Kamiria Mullen, a sister of Danny Mullen, former deputy chairman of Te Runanga o Te Ati Awa ki Whakarongotai, said the health board's decision was disgraceful.
"They are sending a message to Maori that you can [use funds for other purposes] and get away with it. They [the health board] know the money was used wrongly," Ms Mullen said yesterday.
On Wednesday the board put out a report by PricewaterhouseCoopers that said $276,000 worth of surplus health dollars from the runanga's health arm, Hora Te Pai, was invested in a bank and farming in Northland.
In earlier reports the board said $176,000 of money earmarked for health had gone into a failed cafe and craft business and "an advance" of $140,000 was made from Hora Te Pai's accounts to the runanga.
On the basis of the PricewaterhouseCoopers report, the board revised its figure of nearly $600,000 of money meant for health going into other accounts or failed ventures to $416,000 and said just over half had been repaid.

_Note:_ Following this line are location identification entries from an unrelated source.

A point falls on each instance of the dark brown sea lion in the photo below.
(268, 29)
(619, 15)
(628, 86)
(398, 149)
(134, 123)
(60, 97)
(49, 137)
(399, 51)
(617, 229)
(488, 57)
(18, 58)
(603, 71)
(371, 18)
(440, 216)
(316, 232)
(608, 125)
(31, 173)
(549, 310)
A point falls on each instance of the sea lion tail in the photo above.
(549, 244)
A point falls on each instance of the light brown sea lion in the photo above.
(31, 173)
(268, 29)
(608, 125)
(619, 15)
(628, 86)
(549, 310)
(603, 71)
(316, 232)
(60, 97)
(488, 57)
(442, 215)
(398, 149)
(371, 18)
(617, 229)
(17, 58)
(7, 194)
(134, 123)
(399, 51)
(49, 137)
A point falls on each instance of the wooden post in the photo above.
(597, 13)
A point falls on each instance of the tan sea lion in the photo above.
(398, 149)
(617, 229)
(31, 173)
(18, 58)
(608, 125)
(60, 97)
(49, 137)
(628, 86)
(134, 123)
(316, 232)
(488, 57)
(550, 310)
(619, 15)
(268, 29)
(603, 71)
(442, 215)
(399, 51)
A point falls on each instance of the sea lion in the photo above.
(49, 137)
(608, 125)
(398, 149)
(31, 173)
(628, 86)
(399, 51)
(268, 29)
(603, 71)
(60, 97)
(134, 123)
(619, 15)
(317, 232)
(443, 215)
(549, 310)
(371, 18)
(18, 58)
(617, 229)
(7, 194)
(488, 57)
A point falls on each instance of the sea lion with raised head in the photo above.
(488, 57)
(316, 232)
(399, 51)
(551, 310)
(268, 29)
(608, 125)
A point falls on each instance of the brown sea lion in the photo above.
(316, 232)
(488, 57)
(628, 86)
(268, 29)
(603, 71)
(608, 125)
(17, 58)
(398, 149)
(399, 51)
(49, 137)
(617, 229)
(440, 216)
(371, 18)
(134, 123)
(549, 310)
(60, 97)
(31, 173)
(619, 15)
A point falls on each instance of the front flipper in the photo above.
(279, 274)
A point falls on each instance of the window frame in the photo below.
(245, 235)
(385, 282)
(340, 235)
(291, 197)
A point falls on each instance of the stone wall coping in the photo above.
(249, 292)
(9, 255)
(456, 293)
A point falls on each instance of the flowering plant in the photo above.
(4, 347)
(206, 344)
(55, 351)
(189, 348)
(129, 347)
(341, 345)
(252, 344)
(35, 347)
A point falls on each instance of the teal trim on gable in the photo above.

Board planning and funding director Sandra Williams said that, after taking legal advice, the board decided it would not try to retrieve the remaining $203,000 because it believed Hora Te Pai performed to contract.
Ms Williams described the report as an audit but the report's authors said they had not "conducted any form of audit" and had "no opinion on the reliability, accuracy or completeness of the information" they relied on.
She declined to comment further yesterday.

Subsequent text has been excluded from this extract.